Search code examples
javahadoopmapreduceavro

Mapreduce with Avro - Generic parsing


Problem Statement:

  1. Data in avro format available in hdfs.
  2. Schema for the above avro data is also available.
  3. This Avro data needs to be parsed in map reduce and produce the output avro data with the same schema (the incoming Avro data needs to be cleansed).
  4. The incoming avro data can be of any schema.

So the requirement is write a generic map reduce that can take any Avro data but produce the output in Avro format with the same schema as the incoming.

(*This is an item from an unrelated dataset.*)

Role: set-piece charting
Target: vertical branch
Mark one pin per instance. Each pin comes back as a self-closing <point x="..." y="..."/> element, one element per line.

Code (After many tries, this is how far i reached)

Driver

public class AvroDriver extends Configured implements Tool {

    public int run(String[] args) throws Exception {
        Job job = new Job(getConf());
        job.setJarByClass(AvroMapper.class);
        job.setJobName("Avro With Xml Mapper");
        job.getConfiguration().setBoolean("mapreduce.input.fileinputformat.input.dir.recursive", true);

        //This is required to use avro-1.7.6 and above
        job.getConfiguration().set("mapreduce.job.user.classpath.first", "true");
        FileInputFormat.addInputPath(job, new Path(args[0]));
        FileOutputFormat.setOutputPath(job, new Path(args[1]));

        job.setInputFormatClass(AvroKeyInputFormat.class);
        job.setMapperClass(AvroMapper.class);
        Schema schema = new Schema.Parser().parse(new File(args[2]));
        AvroJob.setInputKeySchema(job, schema);
        job.setOutputFormatClass(AvroKeyOutputFormat.class);
        job.setMapOutputKeyClass(AvroKey.class);
        AvroJob.setOutputKeySchema(job, schema);
        job.setNumReduceTasks(0);
        return (job.waitForCompletion(true) ? 0 : 1);
    }

    public static void main(String[] args) throws Exception {
        int res = ToolRunner.run(new AvroDriver(), args);
        System.exit(res);
    }
}

Mapper

public static class AvroMapper extends Mapper<AvroKey<GenericData.Record>, NullWritable, AvroKey<GenericData>, NullWritable> {

        @Override
        public void map(AvroKey<GenericData.Record> key, NullWritable value, Context context) throws IOException, InterruptedException {

            try {
                System.out.println("Specific Record - " + key);
                System.out.println("Datum :: " + key.datum());
                System.out.println("Schema :: " + key.datum().getSchema());
                List<Field> fields = key.datum().getSchema().getFields();


                GenericRecord record = new GenericData.Record(key.datum().getSchema());
                for(Field f : fields) {
                    System.out.println("Field Name - " + f.name());
                    record.put(f.name(), key.datum().get(f.name()));
                }
                System.out.println("Record - " + record);
                GenericData d = new GenericData();
                d.newRecord(record, key.datum().getSchema());
                AvroKey<GenericData> outkey = new AvroKey<GenericData>(d);

                System.out.println("Generic Record (Avro Key) - " + outkey);
                context.write(outkey, NullWritable.get());
            } catch (Exception e) {
                e.printStackTrace();
                throw new IOException(e.getMessage());
            }
        }
    }

Command

hadoop jar $jar_name $input_avro_data_path $output_path $path_to_the_input_avro_schema

Avro Schema sample

{ "type" : "record", "name" : "Entity", "namespace" : "com.sample.avro", "fields".......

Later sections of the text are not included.